By subclassing JTable to override prepareRenderer, you can adjust the cell renderer and it rendering component any way you like. Here I make individual cells with odd data darker, but you could just as easily have you effect constant across a give row...
Is subclassing the only way to accomplish this? I am using NetBeans 5.0 and so need to add the JTable subclass to a palette and then drag it on to the GUI. Its ok onto the palette but after that .....
You can iterate through the TableColumns, and for each column set the TableCellRenderer you want to use. It's been years since I last used custom renderers (Java 1.1/Swing 1.1.1 timeframe), but back then they slowed down graphics tremendously.
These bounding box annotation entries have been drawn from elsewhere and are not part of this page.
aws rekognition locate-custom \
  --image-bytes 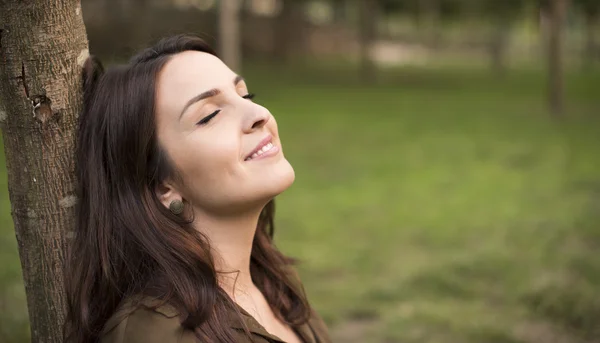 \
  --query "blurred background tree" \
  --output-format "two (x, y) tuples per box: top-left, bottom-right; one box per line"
(0, 0), (600, 343)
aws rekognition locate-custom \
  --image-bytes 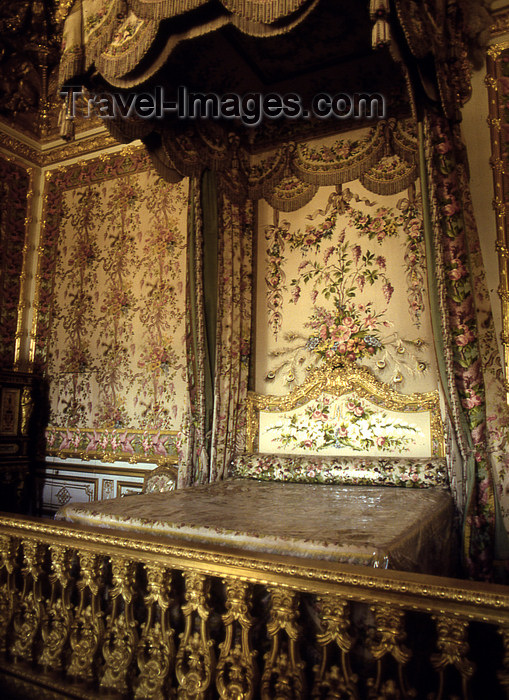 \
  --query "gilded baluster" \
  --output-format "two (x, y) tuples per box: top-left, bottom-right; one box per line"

Originally posted by Ulf Dittmer: You can iterate through the TableColumns, and for each column set the TableCellRenderer you want to use. It's been years since I last used custom renderers (Java 1.1/Swing 1.1.1 timeframe), but back then they slowed down graphics tremendously.
The trouble with custom TableCellRenderers in this example (getting foreground color to depend on the data in a row) is that you typically have different types of data in different columns (simple strings, numbers, dates, currency, etc...) so you'll need to define different custom TableCellRenderers for different types of data and that's too much work. Overriding that one JTable method cuts accross renderers and does what you need to do.
The subclassing method worked fine thanks. Adding it to the palette in Netbeans 5.0 (a jolly fine free IDE) was the problem but all solved now thanks again.